This is what made it `click' for me: http://betterexplained.com/articles/an-interactive-guide-to-...

Ever since I found Better Explained I have recommended it to anyone wanting to get actual intuition for high school / undergraduate level math concepts.


Thanks for that - looks like an interesting site for all kinds of math-related subjects.

I found another page that I felt like offers an nice overview of the Fourier transform and various practical uses, without getting into the actual implementation details - http://nautil.us/blog/the-math-trick-behind-mp3s-jpegs-and-h...


This is the one that made it click for me...even after learning them 4 or 5 times is assorted calc classes. I actually came to the comments here hoping that someone had posted the link because I lost it.


Thanks for posting this. I spent an entire hour looking for this site the other day but couldn't find it at all. This is the finest description of Fourier transforms that I've ever seen.


I understand Fourier transforms, but the top rated answer IMO is a terrible and confusing way of introducing them to someone.


... because...


...because it confuses presenting the basis [groan] of the Fourier transform via already-understood concepts with showing a gee-whiz incidental property of the Fourier transform.

The thing that bothers me about the epicycle example in particular is that it's not clear (from the example) what the domain of the function we're trying to approximate is, and what, if any, restrictions need to be placed on the function. For example, is it OK for the function cross itself? Can I represent an arbitrary shape in 2D with this method? What happens if the line has to jump? Is that OK or not? Is it accidental, or on purpose, that the line comes back to meet itself at the end? Why is the function we're representing (in the epicycle example) in 2D but we usually take the Fourier transform of 1D functions? Where did complex numbers come in? What is complex exponentiation? What's an integral?

The square wave example does better. You can just use pure sines or cosines, so you don't have to introduce complex numbers. You don't have the 2D vs. 1D issue. You don't need an integral. So with less folderol, you get to about the same level of understanding as in the given example.

On the other hand, I really like the epicycle example as a machine learning or sparse basis example. That is, explaining that you can fit anything if you have enough degrees of freedom. After the Fourier transform is already understood by other means.


Because it introduces and relies upon far too many other mathematical concepts. Angular frequencies, complex numbers, integrations and a lots of formulas. It was a '...for dummies' question and you can explain FTs with much simpler means.

The example that worked best for me is with audio sampling. A demonstration of how you can build up a 'wiggly line' to match an audio sample by adding together multiple waves of different frequencies. This then leads into talking about a real world example - mp3 encoding.
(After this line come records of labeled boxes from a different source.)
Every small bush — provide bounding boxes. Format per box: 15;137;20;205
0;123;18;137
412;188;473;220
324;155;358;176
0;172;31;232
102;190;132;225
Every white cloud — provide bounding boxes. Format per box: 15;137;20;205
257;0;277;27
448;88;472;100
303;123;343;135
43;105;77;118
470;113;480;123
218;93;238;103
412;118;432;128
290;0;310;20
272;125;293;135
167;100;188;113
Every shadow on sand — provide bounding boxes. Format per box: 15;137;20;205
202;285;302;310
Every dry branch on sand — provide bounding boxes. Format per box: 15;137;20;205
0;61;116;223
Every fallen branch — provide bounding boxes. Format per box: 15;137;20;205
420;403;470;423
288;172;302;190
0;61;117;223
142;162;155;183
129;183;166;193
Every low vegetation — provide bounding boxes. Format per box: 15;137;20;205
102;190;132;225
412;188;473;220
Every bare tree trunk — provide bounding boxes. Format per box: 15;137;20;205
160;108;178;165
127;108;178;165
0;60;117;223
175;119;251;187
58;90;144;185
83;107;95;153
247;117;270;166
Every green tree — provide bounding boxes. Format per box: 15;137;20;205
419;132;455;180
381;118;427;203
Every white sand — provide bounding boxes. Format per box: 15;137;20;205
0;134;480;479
In my experience, math.stackexchange likes mathematical rigour and presupposes some mathematical maturity. There are a fair number of professional mathematicians using the site.
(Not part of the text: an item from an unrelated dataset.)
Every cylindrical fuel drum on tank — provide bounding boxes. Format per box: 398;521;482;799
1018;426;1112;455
Sure, if you just want a "for dummies" understanding, a hand-wavy example like the second highest voted answer suffices. But if you want to learn it properly (prove theorems, etc), you need to know concepts like complex numbers and integration.
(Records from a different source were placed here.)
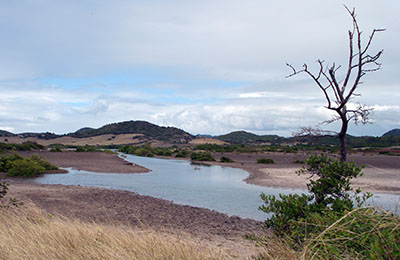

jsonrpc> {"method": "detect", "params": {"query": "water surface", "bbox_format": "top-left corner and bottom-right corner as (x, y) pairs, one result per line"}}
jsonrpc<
(35, 155), (400, 220)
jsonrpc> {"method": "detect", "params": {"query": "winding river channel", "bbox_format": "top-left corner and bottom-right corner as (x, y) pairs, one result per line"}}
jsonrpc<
(35, 155), (400, 220)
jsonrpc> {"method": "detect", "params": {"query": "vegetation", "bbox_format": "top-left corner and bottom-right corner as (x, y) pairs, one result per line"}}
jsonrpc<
(0, 154), (58, 177)
(190, 152), (215, 162)
(220, 156), (235, 163)
(118, 145), (174, 157)
(75, 145), (102, 153)
(253, 155), (400, 259)
(69, 121), (194, 143)
(257, 158), (275, 164)
(0, 208), (233, 260)
(215, 131), (285, 145)
(0, 142), (44, 152)
(175, 149), (190, 158)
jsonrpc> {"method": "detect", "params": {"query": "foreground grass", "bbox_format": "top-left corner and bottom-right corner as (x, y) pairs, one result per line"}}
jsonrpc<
(0, 209), (233, 260)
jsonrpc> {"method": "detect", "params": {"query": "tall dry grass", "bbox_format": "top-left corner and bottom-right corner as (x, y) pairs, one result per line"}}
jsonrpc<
(0, 208), (236, 260)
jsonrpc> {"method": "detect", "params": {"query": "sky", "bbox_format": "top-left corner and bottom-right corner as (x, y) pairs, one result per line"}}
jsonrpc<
(0, 0), (400, 136)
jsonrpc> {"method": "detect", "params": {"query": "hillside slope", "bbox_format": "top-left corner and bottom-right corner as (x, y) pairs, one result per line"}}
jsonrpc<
(68, 121), (194, 143)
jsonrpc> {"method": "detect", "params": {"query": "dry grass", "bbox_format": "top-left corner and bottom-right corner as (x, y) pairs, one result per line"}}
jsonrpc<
(0, 208), (233, 260)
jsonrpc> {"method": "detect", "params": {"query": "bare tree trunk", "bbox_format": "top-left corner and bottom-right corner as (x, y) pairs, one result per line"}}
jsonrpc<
(337, 107), (349, 162)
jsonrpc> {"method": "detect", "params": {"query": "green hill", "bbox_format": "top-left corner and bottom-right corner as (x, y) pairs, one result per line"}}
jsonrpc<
(215, 131), (285, 144)
(68, 121), (194, 143)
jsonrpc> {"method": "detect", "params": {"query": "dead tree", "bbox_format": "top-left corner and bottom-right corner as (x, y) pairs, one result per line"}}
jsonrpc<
(287, 6), (384, 161)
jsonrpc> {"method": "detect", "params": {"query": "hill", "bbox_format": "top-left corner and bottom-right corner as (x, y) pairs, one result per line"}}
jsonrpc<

If you wanted something more deep than the square wave example, you could explain why the complex exponential is used. This would provide important insight, because a smart reader might say, OK fine, square wave approximation, but why don't we use step functions or gaussian-shaped bumps or anything else as basis functions.

By the Stone-Weierstrass theorem (http://en.wikipedia.org/wiki/Stone–Weierstrass_theorem) we know that lots (really, lots!) of sets of functions would work, not just complex exponentials.

The story I tell myself about that is, "complex exponentials are the (unique) eigenfunctions of linear time-invariant systems".

Simply put, this means that if S(.) is a system that has derivatives and integrals, and scaling and shifting in time, then

  S(exp(i omega t)) = const * exp(i omega t)
I.e., you put in a complex exponential, you get out a (scaled) complex exponential. That's not going to happen, in general, for other basis functions.

This property is (under some not too restrictive conditions) basically a defining property of the complex exponential. (Basically, notice that d/dt [exp (a t)] = a exp(a t) -- which turns out to have a converse as well.)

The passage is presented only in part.